At a press event held today in Seattle, Valve's Gabe Newell outlined the benchmark features integrated in Half-Life 2 and provided performance numbers comparing how the game will perform on various graphics cards. Newell endorsed ATI's graphics cards, which perform significantly better in the game, according to the provided performance scores. He also announced that the standalone Half-Life 2 benchmark will be available to the press on September 30.
Newell emphasized that Half-Life 2 has been developed as a DirectX 9 game, and said that it has taken Valve a large amount of additional effort to let Nvidia's range of DX9 cards play the game with DX9 effects enabled. Valve has created a special "mixed mode" option for Nvidia cards that substantially increases framerates for the high-end GeForce 5900 Ultra (from a score of roughly 30fps in the Half-Life 2 benchmark to a score of just under 50fps).

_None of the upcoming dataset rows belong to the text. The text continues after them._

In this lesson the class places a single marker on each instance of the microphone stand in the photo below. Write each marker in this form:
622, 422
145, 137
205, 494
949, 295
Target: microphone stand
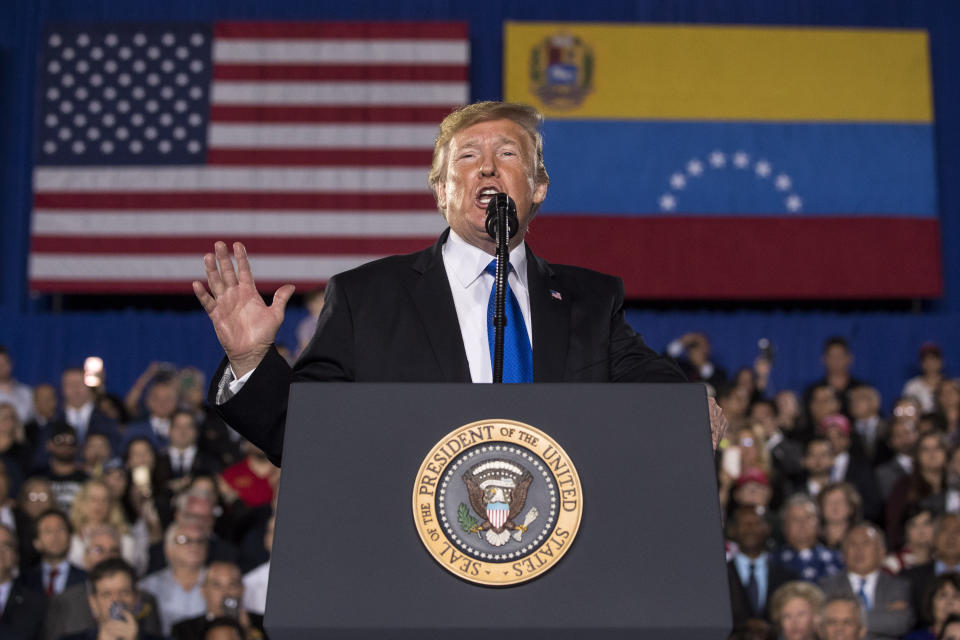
500, 232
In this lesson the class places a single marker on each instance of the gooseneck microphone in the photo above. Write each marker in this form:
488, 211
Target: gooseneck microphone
502, 224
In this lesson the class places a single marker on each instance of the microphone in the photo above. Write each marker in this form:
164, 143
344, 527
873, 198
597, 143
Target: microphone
497, 202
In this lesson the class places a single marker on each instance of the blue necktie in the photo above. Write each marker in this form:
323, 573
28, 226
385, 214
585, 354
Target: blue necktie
517, 354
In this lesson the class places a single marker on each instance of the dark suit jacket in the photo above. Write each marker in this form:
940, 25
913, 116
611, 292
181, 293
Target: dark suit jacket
33, 579
778, 576
23, 614
881, 622
69, 613
394, 320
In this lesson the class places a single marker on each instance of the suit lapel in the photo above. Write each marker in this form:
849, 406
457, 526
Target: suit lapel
434, 302
550, 315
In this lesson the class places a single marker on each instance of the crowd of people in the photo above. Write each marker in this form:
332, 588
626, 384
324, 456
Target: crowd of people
136, 517
146, 516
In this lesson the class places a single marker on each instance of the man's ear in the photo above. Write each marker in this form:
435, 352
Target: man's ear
440, 191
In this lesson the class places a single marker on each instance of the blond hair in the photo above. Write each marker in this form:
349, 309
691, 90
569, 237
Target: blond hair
529, 119
115, 517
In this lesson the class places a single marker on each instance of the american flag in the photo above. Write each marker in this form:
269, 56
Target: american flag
310, 142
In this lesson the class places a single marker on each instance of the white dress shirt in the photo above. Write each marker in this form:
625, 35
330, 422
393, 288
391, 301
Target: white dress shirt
470, 286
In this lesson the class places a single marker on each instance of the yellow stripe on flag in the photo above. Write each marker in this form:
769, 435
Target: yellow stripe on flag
681, 72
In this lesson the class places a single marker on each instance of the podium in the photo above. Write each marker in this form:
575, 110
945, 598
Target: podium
647, 561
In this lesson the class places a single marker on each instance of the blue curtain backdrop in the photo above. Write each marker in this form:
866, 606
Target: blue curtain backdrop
43, 342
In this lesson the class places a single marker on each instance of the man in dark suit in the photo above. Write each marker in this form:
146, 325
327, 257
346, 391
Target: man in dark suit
113, 599
753, 573
21, 610
422, 317
885, 598
52, 540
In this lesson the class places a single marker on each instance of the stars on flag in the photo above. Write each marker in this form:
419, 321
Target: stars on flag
740, 160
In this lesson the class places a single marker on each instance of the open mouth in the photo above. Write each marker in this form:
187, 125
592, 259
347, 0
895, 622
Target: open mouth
485, 195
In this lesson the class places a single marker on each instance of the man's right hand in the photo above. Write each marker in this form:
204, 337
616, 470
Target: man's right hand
245, 326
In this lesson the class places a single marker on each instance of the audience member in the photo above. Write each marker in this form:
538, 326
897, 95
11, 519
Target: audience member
223, 595
63, 471
917, 548
942, 600
113, 601
52, 540
885, 598
70, 612
902, 441
752, 575
802, 553
21, 609
178, 586
794, 608
926, 486
842, 618
840, 508
924, 386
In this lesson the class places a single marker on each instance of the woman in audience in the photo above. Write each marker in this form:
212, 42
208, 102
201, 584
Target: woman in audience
941, 601
926, 486
95, 506
918, 541
793, 609
840, 507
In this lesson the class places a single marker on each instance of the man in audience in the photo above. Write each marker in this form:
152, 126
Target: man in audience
837, 359
21, 609
849, 467
842, 618
223, 595
183, 458
870, 429
64, 471
885, 598
80, 411
752, 575
70, 612
52, 540
113, 599
178, 586
161, 403
196, 507
802, 553
946, 553
902, 442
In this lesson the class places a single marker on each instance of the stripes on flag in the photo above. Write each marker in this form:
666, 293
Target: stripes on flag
310, 142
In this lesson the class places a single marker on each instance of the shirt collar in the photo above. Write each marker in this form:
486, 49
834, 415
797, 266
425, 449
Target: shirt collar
468, 262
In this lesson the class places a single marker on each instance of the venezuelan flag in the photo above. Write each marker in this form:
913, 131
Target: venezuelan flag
735, 162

However, Nvidia's less expensive cards, the GeForce 5200 Ultra and 5600 Ultra both post scores of just 10 to 15 frames per second in the same test. The provided test numbers were from a system equipped with a Pentium 4 2.8GHz processor.
In comparison with the high-end Nvidia card, the ATI Radeon 9600 and 9800 Pro perform much better in the Half-Life 2 test's "full precision" mode. According to Newell's presentation, the GeForce 5900 Ultra scores 30fps in this test, whereas the Radeon 9600 Pro scores 48fps and the Radeon 9800 Pro scores just over 60fps.
The mainstream Nvidia cards post higher numbers when running in DirectX 8 mode, though it's yet unclear as to how this affects the game's visual quality. Scores for both the 5200 Ultra and 5600 Ultra are about 10fps higher in DX8 than DX9. This indicates that the more affordable cards in Nvidia's lineup have to be run in DirectX 8 mode to achieve playable performance of over 20 frames per second.
We'll post more details based on running our own tests with the Half-Life 2 benchmark soon, which should shed more light on how the cards perform at different resolutions and settings.